As the managing director of Stormsaver and a long-term supporter of WaterAid, I urge our MP Robert Jenrick to champion the need to maintain 0.7% of our country’s gross national income for aid to the world’s poorest people.
I also urge him to ensure that clean water, sanitation and hygiene are put at the heart of the UK’s international development policy.
I have seen first-hand the life-changing impact of aid on some of the world’s poorest people and, I can assure you, it is worth every penny.
Further investment in water and sanitation is one of the most cost-effective uses of the UK’s aid budget with every £1 spent returning approximately £4.
In October last year I had the privilege of visiting some of WaterAid’s projects in Mozambique on the south-west coast of Africa, which was then struggling with severe drought.
We met families whose main water source was a puddle contaminated with cow faeces near a dried-up riverbed, causing severe illness.
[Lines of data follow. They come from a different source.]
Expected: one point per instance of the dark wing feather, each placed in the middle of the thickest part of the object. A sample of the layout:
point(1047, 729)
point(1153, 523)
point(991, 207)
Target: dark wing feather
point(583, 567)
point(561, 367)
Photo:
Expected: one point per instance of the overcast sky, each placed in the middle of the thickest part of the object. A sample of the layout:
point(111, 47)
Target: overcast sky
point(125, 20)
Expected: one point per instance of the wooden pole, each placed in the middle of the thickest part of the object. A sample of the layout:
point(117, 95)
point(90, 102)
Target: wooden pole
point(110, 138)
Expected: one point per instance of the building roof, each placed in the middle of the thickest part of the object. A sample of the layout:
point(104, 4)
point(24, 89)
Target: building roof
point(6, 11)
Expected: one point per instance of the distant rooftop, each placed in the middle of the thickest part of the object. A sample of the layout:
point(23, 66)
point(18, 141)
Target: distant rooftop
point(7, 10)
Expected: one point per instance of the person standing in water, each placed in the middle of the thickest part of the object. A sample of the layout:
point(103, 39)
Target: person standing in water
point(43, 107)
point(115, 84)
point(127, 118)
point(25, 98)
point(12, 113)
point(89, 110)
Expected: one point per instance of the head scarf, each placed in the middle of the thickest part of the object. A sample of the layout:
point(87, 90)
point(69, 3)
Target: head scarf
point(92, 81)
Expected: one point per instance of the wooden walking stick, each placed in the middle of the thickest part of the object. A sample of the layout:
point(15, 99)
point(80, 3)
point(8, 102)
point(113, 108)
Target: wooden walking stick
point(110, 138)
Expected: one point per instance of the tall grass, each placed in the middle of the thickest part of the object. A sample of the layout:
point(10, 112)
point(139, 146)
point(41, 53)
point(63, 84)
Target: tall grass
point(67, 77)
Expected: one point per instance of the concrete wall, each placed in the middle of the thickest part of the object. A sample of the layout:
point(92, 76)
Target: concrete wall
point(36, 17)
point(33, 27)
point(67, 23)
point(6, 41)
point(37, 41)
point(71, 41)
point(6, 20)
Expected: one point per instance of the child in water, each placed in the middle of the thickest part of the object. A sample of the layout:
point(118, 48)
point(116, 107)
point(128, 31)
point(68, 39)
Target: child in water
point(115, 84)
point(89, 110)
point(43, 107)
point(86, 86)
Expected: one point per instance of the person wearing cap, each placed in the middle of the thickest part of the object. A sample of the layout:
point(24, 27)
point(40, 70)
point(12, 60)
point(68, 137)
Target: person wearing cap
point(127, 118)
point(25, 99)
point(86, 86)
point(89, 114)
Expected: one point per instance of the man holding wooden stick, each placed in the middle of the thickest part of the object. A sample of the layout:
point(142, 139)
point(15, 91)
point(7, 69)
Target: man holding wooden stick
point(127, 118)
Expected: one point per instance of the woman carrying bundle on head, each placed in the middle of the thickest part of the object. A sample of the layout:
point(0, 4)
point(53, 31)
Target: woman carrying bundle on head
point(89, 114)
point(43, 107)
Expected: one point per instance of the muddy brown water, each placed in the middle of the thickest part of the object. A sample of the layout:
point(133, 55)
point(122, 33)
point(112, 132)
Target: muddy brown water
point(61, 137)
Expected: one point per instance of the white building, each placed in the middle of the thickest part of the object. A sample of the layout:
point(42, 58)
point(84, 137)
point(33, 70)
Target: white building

Soon after, thanks to money generously donated to WaterAid, they received access to clean water from a solar-powered pump, which I know will have drastically altered their quality of life.
I saw hospitals with no water to clean instruments, floors or beds.
I visited schools where children had to walk through human excrement in order to use a latrine that was simply a hole in the ground.
I heard babies crying because they had nothing to drink.I saw communities unable to grow food because of a lack of water supply and rain.
However, I also saw schools where WaterAid had installed proper toilet blocks and the children were noticeably happier and healthier.
I witnessed first-hand the benefits of their educational and advocacy work with both schools and communities.
I saw innovation with rainwater harvesting, bio-digesters and boreholes, and I felt an overwhelming sense of hope and excitement in every community I visited that WaterAid had touched.
I met the stakeholders in government and the water companies who are engaged and committed to playing their part in bringing water and sanitation to their people and working together with WaterAid and other agencies who are striving to put the UK’s aid budget to its most effective use.Access to water, sanitation and hygiene transforms lives.
Since 1990, the number of people living without clean water has halved from 1.25 billion to 663 million.
However, one in ten people still live without access to clean water and one in three still live without access to a safe toilet.
Water and sanitation help ensure children grow up healthier, get the chance to go to school and spend more time in work ensuring that the whole community thrives.
The UK government, British businesses and organisations, and ordinary supporters have contributed enormously to this progress.Cutting aid would only serve to undermine this.
The idea that there is a choice to be made between helping people at home and abroad is a false one — we can do both.I hope we can count on Robert Jenrick to show his support for international aid and protect Britain’s global reputation as a brave, generous and outward-looking nation. — LISA FARNSWORTH, managing director of Stormsaver and WaterAid supporter, Hockerton Moor Enterprise Park, Winkburn Lane, Kirklington.